After trying to remember what precisely the full BOA/A had sent to the subcommittee, the subcommittee voted to send the matters back to the full BOA/A.

So, on Feb. 10, the full Board of Aldermen and women took up the discussion, during which Alderwoman Anita Dugatto, chairwoman of the subcommittee, asked the matters to be sent back to the subcommittee.

Dugatto referenced a letter the Aldermen had received but that was not included in the meeting packet made available to the public prior to the meeting, which was held on Zoom.

The letter, which The Valley Indy requested from the town clerk after the meeting, was from Thomas Hyde, a Derby native who heads up the Naugatuck Valley Regional Development Corporation.

That’s the group that recently helped Naugatuck and Waterbury team up for a regional economic development project, and the group that recently partnered with the Naugatuck Valley of Governments, Seymour and Beacon Falls on a $10 million economic development grant application.

Hyde and his corporation want to be considered for the economic developer’s job in Derby.

However, Dugatto pointed out the job description isn’t written to include corporations, so the job description needed to go back to the subcommittee for another month to be edited.
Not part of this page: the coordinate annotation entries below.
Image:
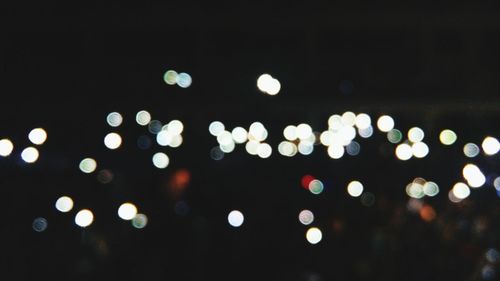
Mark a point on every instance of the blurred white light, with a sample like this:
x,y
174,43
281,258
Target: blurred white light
x,y
314,235
404,151
490,146
64,204
30,155
6,147
143,118
112,140
306,217
84,218
235,218
114,119
420,149
37,136
416,134
127,211
461,190
88,165
355,188
239,134
160,160
385,123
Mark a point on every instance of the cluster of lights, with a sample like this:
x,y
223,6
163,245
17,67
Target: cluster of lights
x,y
182,79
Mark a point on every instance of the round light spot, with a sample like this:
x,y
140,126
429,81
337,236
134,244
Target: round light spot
x,y
314,235
30,155
84,218
64,204
160,160
235,218
37,136
127,211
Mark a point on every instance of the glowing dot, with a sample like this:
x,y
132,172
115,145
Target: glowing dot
x,y
39,224
170,77
314,235
316,187
239,134
30,155
290,133
431,189
394,136
363,121
306,217
184,80
355,188
127,211
461,190
385,123
112,140
415,134
490,146
37,136
420,149
84,218
88,165
216,128
235,218
143,118
140,221
6,147
264,150
64,204
447,137
160,160
114,119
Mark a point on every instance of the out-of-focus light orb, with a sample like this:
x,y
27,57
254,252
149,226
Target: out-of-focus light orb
x,y
471,150
335,151
404,152
114,119
143,118
431,189
160,160
306,217
64,204
239,134
415,134
394,136
30,155
235,218
127,211
314,235
84,218
290,133
385,123
316,187
88,165
140,221
184,80
461,190
170,77
363,121
216,128
355,188
6,147
37,136
112,140
491,146
447,137
419,149
39,224
264,150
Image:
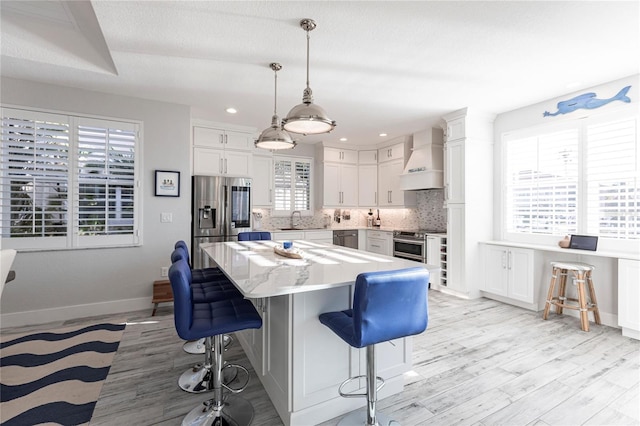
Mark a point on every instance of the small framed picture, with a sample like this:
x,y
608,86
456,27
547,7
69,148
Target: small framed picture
x,y
167,183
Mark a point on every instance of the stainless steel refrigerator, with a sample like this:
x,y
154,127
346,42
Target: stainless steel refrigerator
x,y
221,208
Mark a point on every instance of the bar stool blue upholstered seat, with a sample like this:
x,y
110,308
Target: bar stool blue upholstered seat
x,y
199,280
254,236
387,305
211,321
196,378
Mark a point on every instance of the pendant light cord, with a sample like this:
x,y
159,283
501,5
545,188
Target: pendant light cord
x,y
308,58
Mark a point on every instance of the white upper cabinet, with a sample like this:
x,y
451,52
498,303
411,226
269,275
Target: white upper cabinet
x,y
221,139
393,152
336,155
368,185
221,152
262,174
368,157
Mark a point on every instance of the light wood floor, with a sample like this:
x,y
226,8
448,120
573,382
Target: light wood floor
x,y
480,363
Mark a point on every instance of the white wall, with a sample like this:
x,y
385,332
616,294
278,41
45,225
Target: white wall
x,y
58,285
605,275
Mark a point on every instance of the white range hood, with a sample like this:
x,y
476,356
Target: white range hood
x,y
424,170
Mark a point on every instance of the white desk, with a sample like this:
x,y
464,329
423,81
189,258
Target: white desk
x,y
299,361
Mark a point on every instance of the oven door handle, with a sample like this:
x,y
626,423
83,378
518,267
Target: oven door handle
x,y
415,242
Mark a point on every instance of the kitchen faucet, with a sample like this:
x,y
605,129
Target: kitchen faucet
x,y
293,224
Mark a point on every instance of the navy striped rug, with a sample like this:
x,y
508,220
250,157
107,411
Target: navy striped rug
x,y
56,376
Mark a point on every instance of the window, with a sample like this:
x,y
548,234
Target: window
x,y
580,177
292,185
68,181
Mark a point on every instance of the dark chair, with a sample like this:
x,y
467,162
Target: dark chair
x,y
254,236
217,287
387,305
211,321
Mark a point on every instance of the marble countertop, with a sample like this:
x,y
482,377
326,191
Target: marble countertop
x,y
258,271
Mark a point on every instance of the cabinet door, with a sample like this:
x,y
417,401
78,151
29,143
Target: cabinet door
x,y
520,272
208,162
391,194
456,129
368,185
495,270
384,183
340,155
237,163
454,173
455,247
331,185
628,295
349,185
262,173
238,140
205,136
367,157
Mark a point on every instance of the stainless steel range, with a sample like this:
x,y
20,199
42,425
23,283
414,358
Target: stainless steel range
x,y
411,245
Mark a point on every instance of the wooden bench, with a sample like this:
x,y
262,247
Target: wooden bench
x,y
161,293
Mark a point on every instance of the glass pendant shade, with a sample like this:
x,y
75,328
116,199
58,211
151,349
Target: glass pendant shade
x,y
308,118
275,137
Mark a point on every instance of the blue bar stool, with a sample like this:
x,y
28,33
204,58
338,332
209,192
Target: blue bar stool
x,y
254,236
198,277
387,305
196,378
211,321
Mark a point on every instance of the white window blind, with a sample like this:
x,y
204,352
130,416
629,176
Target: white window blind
x,y
542,183
73,178
580,177
35,175
292,185
612,178
105,187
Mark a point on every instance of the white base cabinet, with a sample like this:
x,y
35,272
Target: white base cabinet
x,y
380,242
629,297
511,273
302,363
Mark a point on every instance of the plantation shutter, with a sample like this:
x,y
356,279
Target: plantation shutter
x,y
106,182
34,170
292,185
612,179
542,183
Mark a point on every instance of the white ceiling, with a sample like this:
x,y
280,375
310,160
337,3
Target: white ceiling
x,y
386,66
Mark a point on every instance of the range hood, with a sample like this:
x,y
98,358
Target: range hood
x,y
424,170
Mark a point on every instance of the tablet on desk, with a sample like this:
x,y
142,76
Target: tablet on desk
x,y
583,242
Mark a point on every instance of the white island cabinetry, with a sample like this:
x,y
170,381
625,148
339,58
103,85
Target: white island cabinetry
x,y
511,274
300,362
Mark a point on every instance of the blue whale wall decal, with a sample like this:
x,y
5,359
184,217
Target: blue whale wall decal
x,y
587,101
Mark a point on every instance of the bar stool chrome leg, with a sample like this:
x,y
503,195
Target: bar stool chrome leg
x,y
221,410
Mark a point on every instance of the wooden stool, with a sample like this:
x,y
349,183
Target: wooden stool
x,y
161,293
581,272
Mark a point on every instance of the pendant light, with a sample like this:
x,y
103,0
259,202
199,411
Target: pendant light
x,y
308,118
274,137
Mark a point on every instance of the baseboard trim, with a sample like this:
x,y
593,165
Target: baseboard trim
x,y
64,313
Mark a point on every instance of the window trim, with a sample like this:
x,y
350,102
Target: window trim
x,y
287,213
581,123
72,241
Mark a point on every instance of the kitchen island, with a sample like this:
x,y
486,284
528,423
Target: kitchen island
x,y
300,362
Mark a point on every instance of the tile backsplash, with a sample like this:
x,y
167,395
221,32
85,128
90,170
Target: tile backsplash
x,y
429,213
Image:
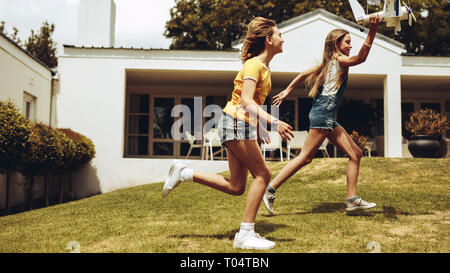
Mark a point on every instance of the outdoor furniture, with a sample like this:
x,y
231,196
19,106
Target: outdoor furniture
x,y
296,142
368,147
191,140
212,139
275,143
323,147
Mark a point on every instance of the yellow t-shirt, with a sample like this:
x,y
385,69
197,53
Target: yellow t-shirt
x,y
256,70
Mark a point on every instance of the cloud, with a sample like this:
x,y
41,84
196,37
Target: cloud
x,y
73,2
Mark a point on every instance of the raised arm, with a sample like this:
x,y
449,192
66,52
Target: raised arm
x,y
365,49
278,99
250,105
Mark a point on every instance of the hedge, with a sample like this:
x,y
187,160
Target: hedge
x,y
36,149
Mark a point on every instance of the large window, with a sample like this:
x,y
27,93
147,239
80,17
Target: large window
x,y
29,106
138,133
149,124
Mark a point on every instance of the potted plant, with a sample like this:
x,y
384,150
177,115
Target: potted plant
x,y
426,127
360,140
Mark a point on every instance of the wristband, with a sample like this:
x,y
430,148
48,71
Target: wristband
x,y
275,123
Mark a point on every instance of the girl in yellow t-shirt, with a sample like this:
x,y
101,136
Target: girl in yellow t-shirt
x,y
238,129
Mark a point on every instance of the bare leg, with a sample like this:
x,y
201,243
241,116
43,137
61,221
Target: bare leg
x,y
244,155
235,185
343,141
312,143
250,154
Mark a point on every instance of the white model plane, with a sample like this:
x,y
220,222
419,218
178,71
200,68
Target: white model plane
x,y
392,13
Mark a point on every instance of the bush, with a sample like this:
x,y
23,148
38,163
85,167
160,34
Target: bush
x,y
34,149
360,140
427,122
84,152
84,148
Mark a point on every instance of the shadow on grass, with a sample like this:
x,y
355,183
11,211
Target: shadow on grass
x,y
389,212
261,227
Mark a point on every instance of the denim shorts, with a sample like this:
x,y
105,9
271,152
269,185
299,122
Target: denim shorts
x,y
323,113
230,128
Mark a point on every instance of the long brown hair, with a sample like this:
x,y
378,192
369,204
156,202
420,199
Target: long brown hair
x,y
254,42
331,51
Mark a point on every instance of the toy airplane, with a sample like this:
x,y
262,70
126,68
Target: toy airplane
x,y
392,13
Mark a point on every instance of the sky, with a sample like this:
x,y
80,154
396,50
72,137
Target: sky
x,y
139,23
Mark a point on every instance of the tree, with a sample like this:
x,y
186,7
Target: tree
x,y
14,36
215,24
42,46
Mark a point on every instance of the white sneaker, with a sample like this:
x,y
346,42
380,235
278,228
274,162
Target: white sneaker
x,y
173,178
359,204
269,198
251,240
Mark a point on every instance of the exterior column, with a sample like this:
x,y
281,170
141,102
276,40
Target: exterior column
x,y
392,115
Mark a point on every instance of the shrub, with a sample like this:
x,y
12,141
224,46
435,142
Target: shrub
x,y
84,148
360,140
84,153
33,162
427,122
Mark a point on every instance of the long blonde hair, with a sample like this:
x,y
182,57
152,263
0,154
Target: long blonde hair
x,y
331,51
254,42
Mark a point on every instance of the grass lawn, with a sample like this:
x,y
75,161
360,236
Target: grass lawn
x,y
412,214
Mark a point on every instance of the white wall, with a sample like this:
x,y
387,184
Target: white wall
x,y
92,101
20,73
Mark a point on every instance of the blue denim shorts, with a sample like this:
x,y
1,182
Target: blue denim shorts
x,y
230,128
323,113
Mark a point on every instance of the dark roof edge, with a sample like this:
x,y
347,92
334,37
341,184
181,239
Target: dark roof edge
x,y
28,53
333,17
147,49
339,19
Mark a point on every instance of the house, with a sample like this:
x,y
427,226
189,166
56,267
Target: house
x,y
122,98
29,84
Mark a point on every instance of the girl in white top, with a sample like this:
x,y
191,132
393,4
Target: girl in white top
x,y
327,82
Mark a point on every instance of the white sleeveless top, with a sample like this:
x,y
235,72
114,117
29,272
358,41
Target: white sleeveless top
x,y
330,85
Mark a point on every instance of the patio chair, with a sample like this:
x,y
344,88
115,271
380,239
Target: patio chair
x,y
369,147
212,139
275,143
191,140
296,142
323,147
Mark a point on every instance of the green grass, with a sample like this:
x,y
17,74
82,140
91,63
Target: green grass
x,y
412,214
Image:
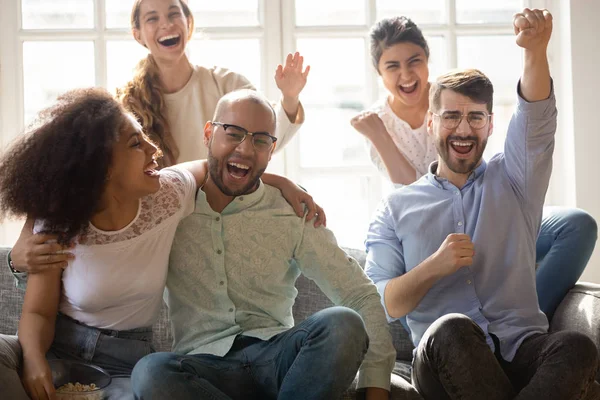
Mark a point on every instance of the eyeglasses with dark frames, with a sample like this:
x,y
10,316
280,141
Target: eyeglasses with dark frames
x,y
452,119
262,141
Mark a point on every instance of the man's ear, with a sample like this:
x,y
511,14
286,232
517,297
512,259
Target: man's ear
x,y
491,127
207,133
272,150
138,36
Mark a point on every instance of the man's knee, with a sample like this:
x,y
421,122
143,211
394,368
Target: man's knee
x,y
453,330
149,372
578,349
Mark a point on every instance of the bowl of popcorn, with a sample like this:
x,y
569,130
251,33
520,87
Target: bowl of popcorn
x,y
75,380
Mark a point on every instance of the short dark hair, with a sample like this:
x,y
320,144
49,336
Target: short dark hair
x,y
390,31
58,170
468,82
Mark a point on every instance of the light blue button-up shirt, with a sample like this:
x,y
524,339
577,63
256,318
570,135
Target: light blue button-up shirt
x,y
500,208
233,273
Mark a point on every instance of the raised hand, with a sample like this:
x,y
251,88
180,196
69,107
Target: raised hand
x,y
291,78
368,123
533,28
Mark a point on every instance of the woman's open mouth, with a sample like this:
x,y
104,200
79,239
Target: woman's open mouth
x,y
169,40
409,87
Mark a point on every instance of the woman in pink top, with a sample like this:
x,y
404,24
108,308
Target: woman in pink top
x,y
401,148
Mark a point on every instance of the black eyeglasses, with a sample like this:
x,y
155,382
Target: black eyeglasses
x,y
452,119
235,135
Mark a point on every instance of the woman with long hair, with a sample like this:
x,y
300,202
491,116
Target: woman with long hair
x,y
173,99
396,134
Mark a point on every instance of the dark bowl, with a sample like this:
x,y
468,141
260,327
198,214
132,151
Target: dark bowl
x,y
67,371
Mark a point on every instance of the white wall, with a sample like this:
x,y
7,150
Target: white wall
x,y
575,63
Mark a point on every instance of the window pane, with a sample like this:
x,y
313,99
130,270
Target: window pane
x,y
345,199
225,12
481,12
437,60
239,55
47,75
122,57
118,13
330,12
334,93
58,14
500,59
421,12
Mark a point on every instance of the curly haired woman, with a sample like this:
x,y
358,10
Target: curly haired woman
x,y
87,174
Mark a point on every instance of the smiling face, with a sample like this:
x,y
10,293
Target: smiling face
x,y
236,169
133,173
404,72
163,27
460,149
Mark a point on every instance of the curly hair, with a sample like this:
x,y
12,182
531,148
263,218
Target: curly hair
x,y
143,95
57,171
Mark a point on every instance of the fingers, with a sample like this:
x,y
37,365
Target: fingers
x,y
311,207
321,217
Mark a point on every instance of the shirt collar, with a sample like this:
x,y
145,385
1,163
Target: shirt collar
x,y
443,183
238,204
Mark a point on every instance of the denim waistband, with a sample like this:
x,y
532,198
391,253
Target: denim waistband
x,y
65,322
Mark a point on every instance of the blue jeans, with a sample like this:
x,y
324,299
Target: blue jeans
x,y
316,359
454,361
564,246
115,351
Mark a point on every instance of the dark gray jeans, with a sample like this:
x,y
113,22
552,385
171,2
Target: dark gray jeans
x,y
453,361
115,351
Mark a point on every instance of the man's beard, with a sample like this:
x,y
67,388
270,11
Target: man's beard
x,y
216,174
460,166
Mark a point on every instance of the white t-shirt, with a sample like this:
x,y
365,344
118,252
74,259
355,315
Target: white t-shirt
x,y
193,105
414,144
117,278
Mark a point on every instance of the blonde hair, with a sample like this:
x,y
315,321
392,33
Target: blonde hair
x,y
143,95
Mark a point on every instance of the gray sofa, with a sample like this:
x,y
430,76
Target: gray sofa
x,y
578,311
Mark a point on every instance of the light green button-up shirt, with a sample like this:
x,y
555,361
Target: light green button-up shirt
x,y
233,273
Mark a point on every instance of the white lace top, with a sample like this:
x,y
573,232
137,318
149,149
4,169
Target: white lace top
x,y
414,144
117,278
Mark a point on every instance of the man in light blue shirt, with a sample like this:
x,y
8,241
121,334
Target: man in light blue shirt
x,y
230,287
455,251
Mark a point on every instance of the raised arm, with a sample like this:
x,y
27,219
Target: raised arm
x,y
530,141
398,168
533,29
36,331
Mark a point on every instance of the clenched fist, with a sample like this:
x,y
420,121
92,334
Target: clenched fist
x,y
369,124
456,251
533,28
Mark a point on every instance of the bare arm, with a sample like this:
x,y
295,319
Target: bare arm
x,y
533,29
36,331
398,168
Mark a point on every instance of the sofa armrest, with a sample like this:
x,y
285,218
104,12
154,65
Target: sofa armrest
x,y
580,311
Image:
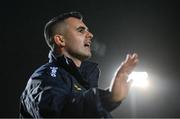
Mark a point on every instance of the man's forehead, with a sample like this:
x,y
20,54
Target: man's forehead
x,y
75,22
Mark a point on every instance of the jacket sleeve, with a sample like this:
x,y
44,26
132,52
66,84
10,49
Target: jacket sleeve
x,y
106,100
105,95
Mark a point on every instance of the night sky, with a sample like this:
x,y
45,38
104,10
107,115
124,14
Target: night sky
x,y
151,28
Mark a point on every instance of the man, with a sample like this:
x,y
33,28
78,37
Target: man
x,y
67,86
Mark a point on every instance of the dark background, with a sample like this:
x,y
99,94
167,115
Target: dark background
x,y
150,28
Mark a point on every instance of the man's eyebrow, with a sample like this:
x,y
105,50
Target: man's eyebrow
x,y
82,28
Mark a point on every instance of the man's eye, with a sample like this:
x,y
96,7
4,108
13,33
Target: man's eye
x,y
81,30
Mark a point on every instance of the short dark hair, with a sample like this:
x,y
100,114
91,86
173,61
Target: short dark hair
x,y
50,26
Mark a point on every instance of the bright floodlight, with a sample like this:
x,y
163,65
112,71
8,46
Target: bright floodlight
x,y
139,79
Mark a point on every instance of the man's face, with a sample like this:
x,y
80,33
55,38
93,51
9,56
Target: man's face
x,y
77,39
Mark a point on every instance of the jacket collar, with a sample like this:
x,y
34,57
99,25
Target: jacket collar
x,y
54,57
65,62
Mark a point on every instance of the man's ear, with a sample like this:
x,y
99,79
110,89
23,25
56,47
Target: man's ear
x,y
59,40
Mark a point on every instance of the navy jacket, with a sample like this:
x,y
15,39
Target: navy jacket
x,y
60,89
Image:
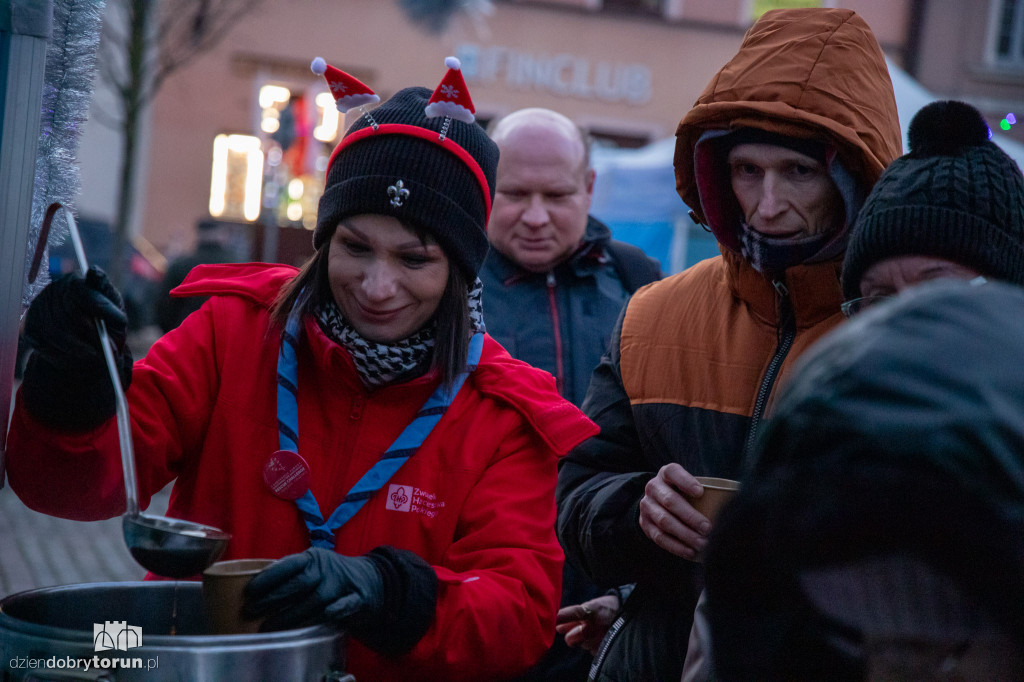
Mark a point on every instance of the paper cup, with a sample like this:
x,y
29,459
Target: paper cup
x,y
222,586
717,493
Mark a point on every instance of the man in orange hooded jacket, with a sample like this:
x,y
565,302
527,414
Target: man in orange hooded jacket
x,y
775,159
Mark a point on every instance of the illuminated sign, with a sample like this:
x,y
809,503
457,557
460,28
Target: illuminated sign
x,y
237,178
562,74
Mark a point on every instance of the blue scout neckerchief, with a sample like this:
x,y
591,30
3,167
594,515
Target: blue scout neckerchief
x,y
321,531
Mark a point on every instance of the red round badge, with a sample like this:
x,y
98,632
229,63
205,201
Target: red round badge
x,y
287,474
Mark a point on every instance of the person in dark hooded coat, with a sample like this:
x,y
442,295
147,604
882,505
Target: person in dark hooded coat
x,y
881,534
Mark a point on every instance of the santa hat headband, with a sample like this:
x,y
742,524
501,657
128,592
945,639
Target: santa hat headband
x,y
396,144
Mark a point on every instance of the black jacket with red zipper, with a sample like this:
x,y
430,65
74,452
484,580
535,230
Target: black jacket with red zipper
x,y
561,321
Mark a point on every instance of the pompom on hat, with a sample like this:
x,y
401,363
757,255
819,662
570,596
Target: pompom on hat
x,y
420,158
955,196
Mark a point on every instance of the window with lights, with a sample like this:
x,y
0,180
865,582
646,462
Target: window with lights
x,y
1007,33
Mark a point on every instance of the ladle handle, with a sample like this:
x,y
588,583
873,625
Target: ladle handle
x,y
124,423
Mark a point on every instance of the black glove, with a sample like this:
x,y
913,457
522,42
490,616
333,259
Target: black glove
x,y
386,598
67,384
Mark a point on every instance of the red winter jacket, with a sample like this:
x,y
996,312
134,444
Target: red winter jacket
x,y
480,489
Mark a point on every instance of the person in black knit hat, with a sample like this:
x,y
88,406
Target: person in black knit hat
x,y
951,207
351,418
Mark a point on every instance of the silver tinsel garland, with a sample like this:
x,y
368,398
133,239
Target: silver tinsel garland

The Aldermen/Alderwomen voted to send it back by a 6 – 3 vote, with the Democratic majority all voting yes.”.

Regarding the search committee, Dugatto noted on Feb. 10 that the makeup of the search committee wasn’t what the Aldermen and Alderwomen had approved on Jan. 13 – the same discussion that had happened on the subcommittee level on Jan. 27.

This touched off a disagreement between Dugatto and Aldermen Rob Hyder and Charles Sampson, who had different recollections than Dugatto on what actually was voted upon at the subcommittee meeting of Jan. 27.

The Valley Indy reviewed a recording of the Jan. 27 subcommittee meeting several times and was unable to clearly explain what they voted on.

Here’s the audio clip of the disputed motion from the subcommittee, which became a bone of contention at the Feb. 10 BOA/A meeting:


At the Feb. 10 full BOA/A meeting, the conversation centered on the process by which the search committee is being created, with Widomski and Alderwoman Barbara DeGennaro questioning why the composition of the search committee had been changed since voting on the makeup of the committee on Jan. 13.

Mayor Dziekan urged the board to create the search committee instead of pushing it off another month, but ultimately the makeup of the search committee was tabled by a motion put forth by Alderwoman Widomski.

The motion to table the matter was approved by a 6 – 3 vote, with the Democrats all voting to table.

Second Ward Alderman Gino DiGiovanni, a Republican elected in November, called the move crazy.”

It’s just mind blowing to me how we run around in circles and chase our own tails, and then we wonder why nothing gets done,” DiGiovanni said.